Partant de là, il ne me semble pas exagéré de prétendre que cette “ sémantique ”, posée mais non définie clairement par Saussure - la métaphysique chez Aristote ne l’était pas non plus, et cela ne l’a pas empêchée de faire date -, est de nature à articuler ensemble des composants du sens (le phénomène du sens étant entendu comme se rapportant à des énoncés linguistiques interprétés par un sujet) auxquels s’intéressent les deux traditions multi-millénaires des sciences du langage. Ces traditions, François Rastier les nomme logico-grammaticale et rhétorique-herméneutique . A la première correspond la langue, c’est-à-dire à un “ trésor ” existant indépendamment de “ contextes ” et dont les éléments sont composables entre eux (principe de compositionalité de Frege) ; à la seconde correspond la parole, dans laquelle le sens n’est pas le produit d’une pure compositionalité en ce qu’il se trouve nécessairement déterminé par un “ contexte ”, qui peut donc être considéré comme faisant partie du sens. Si l’on accepte cet éclairage de la dualité de la linguistique prônée par Saussure, quelques conséquences s’ensuivent, bousculant des interprétations reçues : la représentation du signe (le fameux ovale) n’est pas la représentation du sens linguistique (i.e. du senstextuel ) ; la bifacialité n’est pas une propriété du sens linguistique (i.e. du sens textuel ) ; mais il existe une perspective (textuelle) qui est celle d’une théorie du sens dans laquelle cette représentation et cette propriété trouvent leur place, comme une pièce dans un puzzle.

En d’autres termes, on peut tenir que, selon les attendus épistémologiques saussuriens, il n’y a pas de sémantique dans le cadre d’une linguistique de la langue, ou encore que la sémantique implique la conjonction des points de vue d’une linguistique de la langue et d’une linguistique de la parole. Cette interprétation est étayée par un étonnant passage des manuscrits retrouvés, définissant ainsi la sémiologie linguistique :

La dualité d’une théorie du sens qui soutient la dualité de la linguistique, Schleiermacher l’a somme toute assez bien définie dans sa théorie de la double interprétation, dans les années 1800, sous l’étiquette d’herméneutique matérielle.
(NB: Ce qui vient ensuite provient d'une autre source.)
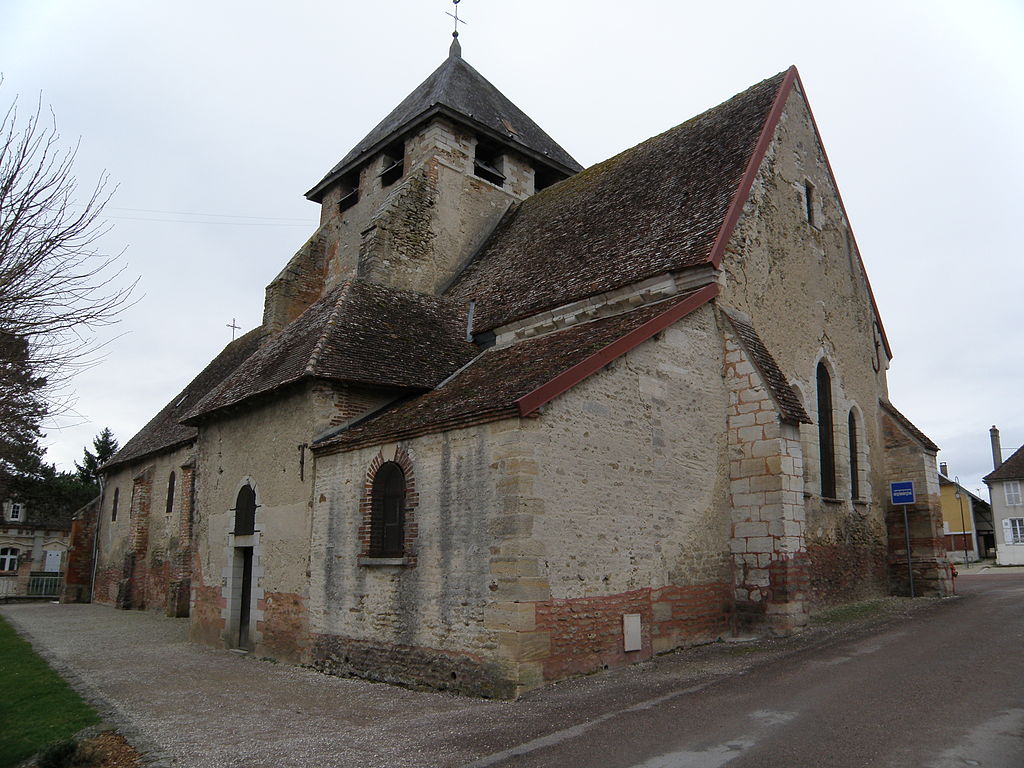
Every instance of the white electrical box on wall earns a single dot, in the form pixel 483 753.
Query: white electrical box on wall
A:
pixel 632 639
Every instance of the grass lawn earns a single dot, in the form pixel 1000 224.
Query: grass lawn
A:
pixel 37 707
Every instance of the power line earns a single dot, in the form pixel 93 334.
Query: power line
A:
pixel 215 215
pixel 212 223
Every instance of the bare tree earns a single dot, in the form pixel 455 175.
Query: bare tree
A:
pixel 55 286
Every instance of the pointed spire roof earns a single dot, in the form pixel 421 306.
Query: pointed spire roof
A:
pixel 459 91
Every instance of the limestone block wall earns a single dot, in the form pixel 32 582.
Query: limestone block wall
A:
pixel 299 285
pixel 421 621
pixel 624 508
pixel 417 231
pixel 783 263
pixel 264 446
pixel 142 556
pixel 768 516
pixel 905 460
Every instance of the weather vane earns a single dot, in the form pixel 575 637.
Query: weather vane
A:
pixel 456 17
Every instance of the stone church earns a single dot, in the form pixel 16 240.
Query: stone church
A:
pixel 508 420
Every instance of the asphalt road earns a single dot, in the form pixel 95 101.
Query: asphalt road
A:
pixel 937 684
pixel 942 690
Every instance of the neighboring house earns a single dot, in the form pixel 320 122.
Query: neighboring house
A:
pixel 967 520
pixel 1006 487
pixel 509 420
pixel 33 548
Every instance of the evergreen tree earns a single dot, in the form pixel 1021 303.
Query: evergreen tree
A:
pixel 105 445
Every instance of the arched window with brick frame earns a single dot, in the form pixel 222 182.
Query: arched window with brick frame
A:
pixel 826 436
pixel 387 524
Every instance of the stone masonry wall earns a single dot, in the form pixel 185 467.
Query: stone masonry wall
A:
pixel 265 446
pixel 420 621
pixel 767 483
pixel 142 559
pixel 416 232
pixel 623 508
pixel 907 461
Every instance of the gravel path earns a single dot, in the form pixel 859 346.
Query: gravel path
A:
pixel 186 705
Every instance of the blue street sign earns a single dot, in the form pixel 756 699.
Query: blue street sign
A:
pixel 901 493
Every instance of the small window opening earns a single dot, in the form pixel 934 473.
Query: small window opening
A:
pixel 826 440
pixel 854 465
pixel 387 527
pixel 245 511
pixel 170 494
pixel 393 165
pixel 349 190
pixel 486 163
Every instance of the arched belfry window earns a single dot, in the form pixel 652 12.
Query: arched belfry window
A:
pixel 245 511
pixel 388 522
pixel 826 437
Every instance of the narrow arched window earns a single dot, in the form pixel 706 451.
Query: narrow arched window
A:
pixel 387 525
pixel 245 511
pixel 826 438
pixel 170 494
pixel 8 558
pixel 854 462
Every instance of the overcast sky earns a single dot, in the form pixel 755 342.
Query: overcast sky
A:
pixel 214 119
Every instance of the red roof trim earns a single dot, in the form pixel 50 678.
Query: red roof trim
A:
pixel 568 379
pixel 839 195
pixel 743 190
pixel 739 199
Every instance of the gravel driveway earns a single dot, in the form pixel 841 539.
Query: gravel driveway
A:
pixel 186 705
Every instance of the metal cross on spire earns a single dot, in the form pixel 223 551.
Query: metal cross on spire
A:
pixel 456 17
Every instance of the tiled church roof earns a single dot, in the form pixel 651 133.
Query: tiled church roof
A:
pixel 165 430
pixel 652 209
pixel 489 387
pixel 1011 469
pixel 359 332
pixel 457 88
Mais il faudra peut-être que passe encore un bon bout de temps avant que “ la généralité des linguistes ” (comme disait Saussure), obnubilés depuis deux siècles par le paradigme logico-grammatical, retrouve la voie d’une conception de l’interprétation fondée à la fois sur le fait grammatical (au sens le plus strict que peut prendre ce mot dans l'épistémologie du Genevois) et sur une prise en compte maximale du sens (c’est-à-dire in fine une description permettant d’analyser le fait même de l'ambiguïté sémantique). Cette conception est, selon moi, une conception véritablement saussurienne du sens, propre à démentir l’opinion de Quine.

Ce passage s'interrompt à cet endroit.